For over half a century, North Korea has been using the same negotiating tactics. These consist of always asking for far more than you'll ever get, arguing over every detail and never reaching any conclusive agreement. All this is done in the most abrasive and annoying manner possible. This sort of thing is an unattractive aspect of Korean culture, combined with Marxist rhetoric and tradecraft, that many current observers don't quite know what to make of. It's all very simple. For the last sixty years, North Korea has been a police state run by a hereditary dictatorship (the Kim family) and a few hundred families holding senior positions in the government and military. This crew has ruined the economy, killed about ten percent of the population in the last decade (mostly by starvation) and is deathly afraid of retribution from the people they rule over, or international bodies (like war crimes tribunals). It's a matter of life and death for Kim & Company. The North Korean economy is broken, and Kim needs food, money and energy to keep the police part of the police state going. If their police protection falters, Kim and Company are doomed. Desperate men do desperate things. That, in a nutshell, is what is going on in North Korea.
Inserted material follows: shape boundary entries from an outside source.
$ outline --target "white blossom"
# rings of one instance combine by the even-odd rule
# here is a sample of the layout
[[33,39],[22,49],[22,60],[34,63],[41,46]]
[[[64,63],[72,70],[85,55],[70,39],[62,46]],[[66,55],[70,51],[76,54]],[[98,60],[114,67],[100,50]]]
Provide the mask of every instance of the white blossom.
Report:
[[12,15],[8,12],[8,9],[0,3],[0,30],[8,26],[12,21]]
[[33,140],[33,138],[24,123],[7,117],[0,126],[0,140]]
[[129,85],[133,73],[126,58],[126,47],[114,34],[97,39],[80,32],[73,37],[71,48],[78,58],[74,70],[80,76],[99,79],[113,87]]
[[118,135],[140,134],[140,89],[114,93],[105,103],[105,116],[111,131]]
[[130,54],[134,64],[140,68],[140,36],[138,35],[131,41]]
November 1, 2006: Japan, long an unofficial supplier of much cash and information to North Korea, is gradually eliminating that support. Five years ago, North Korea did over a billion dollars worth of trade with Japan. That is now down to less than $200 million, and sinking fast. There are some 200,000 pro-North Korean Koreans living in Japan, who send millions of dollars a year to North Korea. These Koreans were stranded in Japan after World War II, and are still seen as "foreigners" by the Japanese (another 400,000 Koreans are more integrated in Japanese society, and do not support North Korea). These "pro-North" Japanese-Koreans are increasingly cut off from North Korea. Fewer ships can move between Japan and North Korea. This is cutting off more vital foreign currency and other resources (like information from the Japanese Koreans, who often act as spies for their "brothers" across the way.)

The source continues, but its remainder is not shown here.